В невысоких волнах неподалёку от судна, не дальше чем в полусотне футов виднелась странная фигура. Будто бы человек, стоящий по пояс в воде, но, присмотревшись, я понял, что это было нечто иное.

Фигура в море действительно отдалённо походила на человеческую. Голова с тонзурой на плоской макушке, простоватое широкое мужицкое лицо без бороды и усов, но с широким губастым ртом от уха до уха, бочкообразная грудь под монашеской рясой, покрытой чешуёй. Из рукавов выходили длинные извивающиеся щупальца с присосками, точно у осьминога. Что было ниже пояса, ноги или рыбий хвост, разглядеть под водой было невозможно.

— Это и есть твой морской монах? — спросил я стоявшего рядом Джованни.

— А ты ожидал встретить здесь епископа? — хмыкнул тот. — Да, он самый. Принесла нелёгкая. После бури ещё и это… Не удивлюсь, если он её и высвистал.

— А зачем это ему? — поинтересовался я. — Он опасен?

— В какой-то мере да, — ответил повар. — Любая морская тварь опасна, даже самая малая. А такого порождения преисподних глубин сам Господь велел опасаться.

— И что ему может быть от нас нужно?

— Может и ничего, просто посмотрит и уплывёт, но лучше держаться начеку, — произнёс Аргенто. — Никогда не знаешь, что на уме у этой твари.

— Так чего от него можно ждать?

— Ты когда-нибудь слышал про сирен? — спросил повар. — Тех, что очаровывают пением моряков?

Я кивнул, давая понять, что да.

— Ну так вот, морской монах примерно схож в этом с ними. Только он не поёт, а проповедует, как и морской епископ с Нордзее, про которого я говорил. Но итог один — люди, заслушавшись, забывают обо всём и кидаются в море. Монаху же только того и надо. Он утаскивает их на дно и… Никто не видел что происходит потом с его жертвами. Может он их пожирает, может, отдаёт на поругание своим нечистым покровителям или творит ещё какие гнусности. Но, думаю, достаточно и того, что человек гибнет в волнах не по своей воле. О, смотри, похоже, началось! Пойдём-ка отсюда подальше. И людей надо предупредить, чтобы не слушали тварь.
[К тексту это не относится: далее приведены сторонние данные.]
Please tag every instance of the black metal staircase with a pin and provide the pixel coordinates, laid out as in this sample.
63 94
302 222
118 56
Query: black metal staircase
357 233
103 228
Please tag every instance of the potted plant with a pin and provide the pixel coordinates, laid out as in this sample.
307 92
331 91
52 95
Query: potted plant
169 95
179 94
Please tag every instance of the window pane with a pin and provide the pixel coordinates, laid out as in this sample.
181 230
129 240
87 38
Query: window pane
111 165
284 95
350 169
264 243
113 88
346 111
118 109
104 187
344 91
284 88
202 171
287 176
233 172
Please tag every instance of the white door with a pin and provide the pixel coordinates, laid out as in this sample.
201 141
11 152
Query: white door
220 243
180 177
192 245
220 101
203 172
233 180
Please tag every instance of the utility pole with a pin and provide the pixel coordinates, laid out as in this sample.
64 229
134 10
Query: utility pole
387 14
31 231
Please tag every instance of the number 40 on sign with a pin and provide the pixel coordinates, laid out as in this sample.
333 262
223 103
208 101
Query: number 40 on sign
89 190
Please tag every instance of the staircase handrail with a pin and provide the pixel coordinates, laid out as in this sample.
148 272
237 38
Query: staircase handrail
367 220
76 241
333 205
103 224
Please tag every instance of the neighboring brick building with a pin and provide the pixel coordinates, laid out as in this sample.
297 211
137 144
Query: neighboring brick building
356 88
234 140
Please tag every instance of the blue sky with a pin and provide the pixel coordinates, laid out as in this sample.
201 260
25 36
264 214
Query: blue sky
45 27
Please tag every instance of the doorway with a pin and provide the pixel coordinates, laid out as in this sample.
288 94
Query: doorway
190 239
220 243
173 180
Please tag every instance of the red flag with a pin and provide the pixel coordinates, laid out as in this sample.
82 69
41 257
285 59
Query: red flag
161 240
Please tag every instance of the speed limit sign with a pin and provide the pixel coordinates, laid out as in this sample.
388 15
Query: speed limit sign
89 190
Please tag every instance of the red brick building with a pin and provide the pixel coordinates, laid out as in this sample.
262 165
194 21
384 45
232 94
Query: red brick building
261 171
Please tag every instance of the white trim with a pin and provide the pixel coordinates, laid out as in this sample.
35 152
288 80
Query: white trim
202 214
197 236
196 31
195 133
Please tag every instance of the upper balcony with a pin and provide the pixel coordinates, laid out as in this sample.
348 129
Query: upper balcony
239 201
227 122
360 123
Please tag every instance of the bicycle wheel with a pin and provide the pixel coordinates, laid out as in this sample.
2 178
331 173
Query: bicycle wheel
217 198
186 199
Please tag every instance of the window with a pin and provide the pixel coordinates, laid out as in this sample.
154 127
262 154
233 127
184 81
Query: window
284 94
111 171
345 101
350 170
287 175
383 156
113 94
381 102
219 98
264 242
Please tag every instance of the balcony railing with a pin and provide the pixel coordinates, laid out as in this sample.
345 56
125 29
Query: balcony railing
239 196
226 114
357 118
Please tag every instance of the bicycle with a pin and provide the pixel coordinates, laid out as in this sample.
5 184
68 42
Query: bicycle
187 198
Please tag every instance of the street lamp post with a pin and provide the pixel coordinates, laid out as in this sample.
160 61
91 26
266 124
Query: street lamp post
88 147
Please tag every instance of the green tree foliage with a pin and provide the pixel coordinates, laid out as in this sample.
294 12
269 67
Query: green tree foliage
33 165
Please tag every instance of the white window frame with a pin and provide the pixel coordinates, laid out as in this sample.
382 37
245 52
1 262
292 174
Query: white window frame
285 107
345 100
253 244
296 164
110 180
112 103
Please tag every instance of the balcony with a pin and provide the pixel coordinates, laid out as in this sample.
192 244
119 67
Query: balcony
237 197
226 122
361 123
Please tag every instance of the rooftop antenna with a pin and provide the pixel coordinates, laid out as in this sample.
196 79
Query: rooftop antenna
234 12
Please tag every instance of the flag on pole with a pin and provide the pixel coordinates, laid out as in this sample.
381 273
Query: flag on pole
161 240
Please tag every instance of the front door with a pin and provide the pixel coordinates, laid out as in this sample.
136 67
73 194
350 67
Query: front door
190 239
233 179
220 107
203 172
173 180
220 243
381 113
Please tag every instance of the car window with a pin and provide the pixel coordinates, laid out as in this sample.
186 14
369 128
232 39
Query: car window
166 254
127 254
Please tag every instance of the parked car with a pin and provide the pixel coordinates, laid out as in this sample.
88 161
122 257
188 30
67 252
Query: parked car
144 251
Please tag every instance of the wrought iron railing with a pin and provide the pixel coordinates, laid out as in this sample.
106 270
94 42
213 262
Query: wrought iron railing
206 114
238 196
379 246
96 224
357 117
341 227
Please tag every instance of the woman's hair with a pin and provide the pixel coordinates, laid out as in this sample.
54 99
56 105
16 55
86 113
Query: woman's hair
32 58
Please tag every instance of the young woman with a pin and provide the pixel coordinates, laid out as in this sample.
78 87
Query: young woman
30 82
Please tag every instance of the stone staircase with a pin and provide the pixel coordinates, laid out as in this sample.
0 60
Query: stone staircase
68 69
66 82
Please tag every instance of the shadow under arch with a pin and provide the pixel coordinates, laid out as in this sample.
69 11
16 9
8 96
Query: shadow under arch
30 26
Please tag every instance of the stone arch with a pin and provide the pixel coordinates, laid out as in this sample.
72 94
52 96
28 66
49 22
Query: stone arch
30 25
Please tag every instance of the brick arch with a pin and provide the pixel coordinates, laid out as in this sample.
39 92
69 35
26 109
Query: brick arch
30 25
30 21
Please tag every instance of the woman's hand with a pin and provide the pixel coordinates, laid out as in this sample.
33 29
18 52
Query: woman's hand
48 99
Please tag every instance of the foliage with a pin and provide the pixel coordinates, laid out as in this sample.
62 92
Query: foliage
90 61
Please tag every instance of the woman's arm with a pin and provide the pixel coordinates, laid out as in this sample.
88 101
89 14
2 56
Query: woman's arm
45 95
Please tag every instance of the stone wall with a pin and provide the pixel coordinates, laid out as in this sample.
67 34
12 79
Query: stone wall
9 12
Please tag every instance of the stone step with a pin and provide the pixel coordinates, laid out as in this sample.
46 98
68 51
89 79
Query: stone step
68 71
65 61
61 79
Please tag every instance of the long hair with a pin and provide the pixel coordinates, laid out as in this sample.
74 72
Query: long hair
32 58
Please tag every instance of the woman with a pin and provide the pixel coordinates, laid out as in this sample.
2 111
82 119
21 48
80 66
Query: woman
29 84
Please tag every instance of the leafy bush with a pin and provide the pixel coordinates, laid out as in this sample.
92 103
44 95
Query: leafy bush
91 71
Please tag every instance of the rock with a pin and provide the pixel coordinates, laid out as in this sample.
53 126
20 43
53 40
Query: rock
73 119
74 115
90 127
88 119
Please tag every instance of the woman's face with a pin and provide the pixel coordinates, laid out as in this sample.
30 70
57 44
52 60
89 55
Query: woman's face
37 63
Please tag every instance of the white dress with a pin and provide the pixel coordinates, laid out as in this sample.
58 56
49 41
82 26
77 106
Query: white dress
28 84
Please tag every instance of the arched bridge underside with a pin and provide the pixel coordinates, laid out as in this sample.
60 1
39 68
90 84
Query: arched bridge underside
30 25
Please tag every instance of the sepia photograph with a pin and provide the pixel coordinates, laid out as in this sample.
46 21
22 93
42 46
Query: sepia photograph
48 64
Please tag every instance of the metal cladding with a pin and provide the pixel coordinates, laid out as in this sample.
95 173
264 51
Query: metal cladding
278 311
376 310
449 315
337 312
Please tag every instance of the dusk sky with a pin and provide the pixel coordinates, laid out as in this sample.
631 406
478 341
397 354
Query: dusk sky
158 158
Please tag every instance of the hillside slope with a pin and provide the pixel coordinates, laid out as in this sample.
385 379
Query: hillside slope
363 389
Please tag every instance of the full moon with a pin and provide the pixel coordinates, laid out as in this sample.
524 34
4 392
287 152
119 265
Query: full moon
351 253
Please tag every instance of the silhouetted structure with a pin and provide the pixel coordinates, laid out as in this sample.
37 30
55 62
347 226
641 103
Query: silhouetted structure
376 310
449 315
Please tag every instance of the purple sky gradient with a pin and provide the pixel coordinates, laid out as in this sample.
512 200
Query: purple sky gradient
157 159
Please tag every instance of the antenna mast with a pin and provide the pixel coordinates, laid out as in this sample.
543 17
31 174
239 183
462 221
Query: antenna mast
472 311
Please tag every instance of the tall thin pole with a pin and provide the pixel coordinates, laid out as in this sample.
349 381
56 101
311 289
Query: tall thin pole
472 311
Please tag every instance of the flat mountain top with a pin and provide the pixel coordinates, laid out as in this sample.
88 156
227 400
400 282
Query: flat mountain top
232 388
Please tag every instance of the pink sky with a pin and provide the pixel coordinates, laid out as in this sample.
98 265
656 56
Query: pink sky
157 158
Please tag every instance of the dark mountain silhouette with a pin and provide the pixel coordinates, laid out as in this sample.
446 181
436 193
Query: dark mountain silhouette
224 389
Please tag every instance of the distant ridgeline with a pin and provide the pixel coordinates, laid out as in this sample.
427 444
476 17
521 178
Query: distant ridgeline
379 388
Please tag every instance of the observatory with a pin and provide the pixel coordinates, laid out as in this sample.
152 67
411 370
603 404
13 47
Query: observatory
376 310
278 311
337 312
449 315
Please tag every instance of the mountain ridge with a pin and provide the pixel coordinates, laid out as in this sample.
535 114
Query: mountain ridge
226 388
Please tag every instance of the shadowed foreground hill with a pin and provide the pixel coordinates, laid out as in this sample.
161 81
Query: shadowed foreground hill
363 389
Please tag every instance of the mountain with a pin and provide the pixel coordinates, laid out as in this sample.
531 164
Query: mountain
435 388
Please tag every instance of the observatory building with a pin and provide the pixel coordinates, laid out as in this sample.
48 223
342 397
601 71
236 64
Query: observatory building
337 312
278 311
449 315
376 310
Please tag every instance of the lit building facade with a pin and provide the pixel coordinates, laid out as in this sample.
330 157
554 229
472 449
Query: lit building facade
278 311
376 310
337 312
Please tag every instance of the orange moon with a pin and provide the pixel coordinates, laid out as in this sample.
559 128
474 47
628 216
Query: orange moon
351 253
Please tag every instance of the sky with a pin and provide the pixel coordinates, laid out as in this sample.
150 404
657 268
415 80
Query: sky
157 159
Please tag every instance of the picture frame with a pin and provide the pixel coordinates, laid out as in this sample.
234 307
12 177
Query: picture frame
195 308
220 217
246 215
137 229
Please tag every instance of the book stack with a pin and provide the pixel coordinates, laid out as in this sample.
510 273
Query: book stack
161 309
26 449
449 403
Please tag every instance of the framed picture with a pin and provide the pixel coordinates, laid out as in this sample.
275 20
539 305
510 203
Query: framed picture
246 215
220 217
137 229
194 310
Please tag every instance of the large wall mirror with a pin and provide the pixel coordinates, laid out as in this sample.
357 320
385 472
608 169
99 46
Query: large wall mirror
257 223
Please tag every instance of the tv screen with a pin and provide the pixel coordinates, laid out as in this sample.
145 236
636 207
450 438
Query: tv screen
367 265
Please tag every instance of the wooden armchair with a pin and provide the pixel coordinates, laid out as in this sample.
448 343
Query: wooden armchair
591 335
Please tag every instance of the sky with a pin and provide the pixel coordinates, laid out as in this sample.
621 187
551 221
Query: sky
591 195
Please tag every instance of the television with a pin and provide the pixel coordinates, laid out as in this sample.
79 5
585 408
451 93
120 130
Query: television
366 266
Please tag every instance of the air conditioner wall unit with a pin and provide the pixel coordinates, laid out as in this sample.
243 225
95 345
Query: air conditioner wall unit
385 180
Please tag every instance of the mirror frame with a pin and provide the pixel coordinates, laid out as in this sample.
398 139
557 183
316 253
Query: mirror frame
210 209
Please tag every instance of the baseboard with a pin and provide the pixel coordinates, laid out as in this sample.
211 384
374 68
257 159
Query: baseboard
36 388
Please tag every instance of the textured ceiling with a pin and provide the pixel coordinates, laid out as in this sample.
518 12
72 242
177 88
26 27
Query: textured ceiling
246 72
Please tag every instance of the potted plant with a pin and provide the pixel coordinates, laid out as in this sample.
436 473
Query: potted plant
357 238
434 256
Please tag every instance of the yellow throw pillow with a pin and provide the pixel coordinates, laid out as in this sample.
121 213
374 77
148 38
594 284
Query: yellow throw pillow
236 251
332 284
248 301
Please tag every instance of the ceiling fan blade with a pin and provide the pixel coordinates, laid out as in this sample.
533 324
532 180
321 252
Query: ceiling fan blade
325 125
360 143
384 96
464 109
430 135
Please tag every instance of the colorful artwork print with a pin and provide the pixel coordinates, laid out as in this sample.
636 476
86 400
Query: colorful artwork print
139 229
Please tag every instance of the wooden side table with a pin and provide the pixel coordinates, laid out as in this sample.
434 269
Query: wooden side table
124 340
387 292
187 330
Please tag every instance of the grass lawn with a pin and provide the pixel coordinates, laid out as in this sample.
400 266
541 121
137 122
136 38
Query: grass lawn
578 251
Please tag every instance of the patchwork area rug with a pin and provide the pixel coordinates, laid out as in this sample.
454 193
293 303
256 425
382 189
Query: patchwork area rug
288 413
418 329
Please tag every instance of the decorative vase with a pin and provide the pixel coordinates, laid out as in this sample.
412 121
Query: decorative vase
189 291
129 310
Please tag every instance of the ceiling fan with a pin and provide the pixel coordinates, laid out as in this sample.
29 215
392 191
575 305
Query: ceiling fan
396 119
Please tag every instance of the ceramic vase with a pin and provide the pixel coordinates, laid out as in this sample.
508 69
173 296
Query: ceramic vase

С кормовой надстройки над толпой разнёсся зычный голос капитана, требовавшего отойти от борта. Люди ещё не поняли, что происходит, однако команда, похоже, была в курсе, чем грозит встреча с незваным гостем из глубин. Матросы, вклинившись в толпу, без излишней вежливости оттесняли людей от борта. Одновременно боцман с надстройки выкрикивал предупреждения, чтобы никто под страхом гибели не слушал тварь и не глядел в её сторону.

А морской монах, видя, что его добычу пытаются увести, уже выпучил и без того лупатые глаза, надул грудь и понёс какую-то невнятную тарабарщину. Звуки его речи были непривычны людскому слуху, казалось, что он пытается говорить с набитым ртом. И неудивительно, ибо его рот и челюсти, совершенно рыбьи, не позволяли ему внятно говорить человеческим языком. Голос его был тонким, почти писклявым, и в то же время булькающим.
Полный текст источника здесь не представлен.